Regarding clickable bits in the docs, those are set up with some JS I wrote which tries to dynamically add links to certain things. I only set it up for Caddyfile directives and for the global options page in particular. Our docs are in markdown so any linking of things needs to be wired up after the fact on page load with some vanilla JS. I'll look into improving that for some more pages.
This probably sounds stupid, but the implied $PWD for the static file server in the Caddyfile tutorial [1] confused me for about 15m because I was trying to run it in Docker.
The common patterns [2] in the reference section shows a better example, but I assumed the reference was a detailed reference, not beginner docs.
So I would say convention / implied config is great once you know how everything works, but it’s awful when you’re trying to learn because you have no idea what’s actually happening. I think the getting started config would be much better if it showed the 5-10 things that most people would expect to see (protocol, port, www-dir, etc.) and then described the shorthand version where all of that’s implied. As is, I have to go look up what the defaults are for all those things and the time it takes is way, way more than I’ll ever save by having that config implied.
Have you ever seen a config file where everything is commented out, but shows every option and the default value? I love those configs.
Docker does make easy things hard. (And yes, I know, sometimes it makes hard things easy.)

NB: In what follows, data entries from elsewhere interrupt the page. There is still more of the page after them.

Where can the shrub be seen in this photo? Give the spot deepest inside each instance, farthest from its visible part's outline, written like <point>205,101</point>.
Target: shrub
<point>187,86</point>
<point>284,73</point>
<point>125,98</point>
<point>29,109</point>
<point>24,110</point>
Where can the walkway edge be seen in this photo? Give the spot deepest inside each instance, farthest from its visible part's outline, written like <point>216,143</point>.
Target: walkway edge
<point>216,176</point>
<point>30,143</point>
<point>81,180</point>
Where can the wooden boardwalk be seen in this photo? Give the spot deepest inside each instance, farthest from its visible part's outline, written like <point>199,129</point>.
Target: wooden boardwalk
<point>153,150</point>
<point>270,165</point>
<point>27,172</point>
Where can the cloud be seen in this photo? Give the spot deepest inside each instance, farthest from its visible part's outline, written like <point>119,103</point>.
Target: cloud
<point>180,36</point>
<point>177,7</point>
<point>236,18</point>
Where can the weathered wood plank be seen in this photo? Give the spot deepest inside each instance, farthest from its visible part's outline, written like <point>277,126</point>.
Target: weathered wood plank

> I think the getting started config would be much better if it showed the 5-10 things that most people would expect to see (protocol, port, www-dir, etc.) and then described the shorthand version where all of that’s implied.
That may be true, but we also get a lot of compliments for our current docs, that Getting Started is just what they needed to get going. We also know from experience that a lot of people don't read, and I'm afraid that by showing overly-complex configs, people will copy-and-paste them and just use them blindly without understanding them or trimming them down. Then we have a bunch of bloated configs out there, and oftentimes, we've found that removing things from Caddy configs solves problems.
> Have you ever seen a config file where everything is commented out, but shows every option and the default value? I love those configs.
Funny, I hate those. I want to have a minimal file that I feel like I crafted just for my purposes, rather than taking some boilerplate and trying to coerce it into working for me. I also understand my tools better this way.
One of the core opinions of Caddy is to build things up to suit your needs, rather than tearing things down to make them work.
> Have you ever seen a config file where everything is commented out, but shows every option and the default value? I love those configs.
> Funny, I hate those. I want to have a minimal file that I feel like I crafted just for my purposes
There is no harm in providing the full config and allowing the user to minimize it.
At least that way I can do a `grep -v ^#` or something to avoid showing the comments and still get a minimal file when I want to see the minimal version
It's relevant to the discussion. No other server with ACME supports multiple issuers by default. It speaks directly to the point being made in the linked article (and other previous articles written by Scott).
Yes you can configure Traefik with other issuers, but it does not support having multiple configured at the same time and failing over between them in case something goes wrong. That's the point being made in the article. Caddy does this.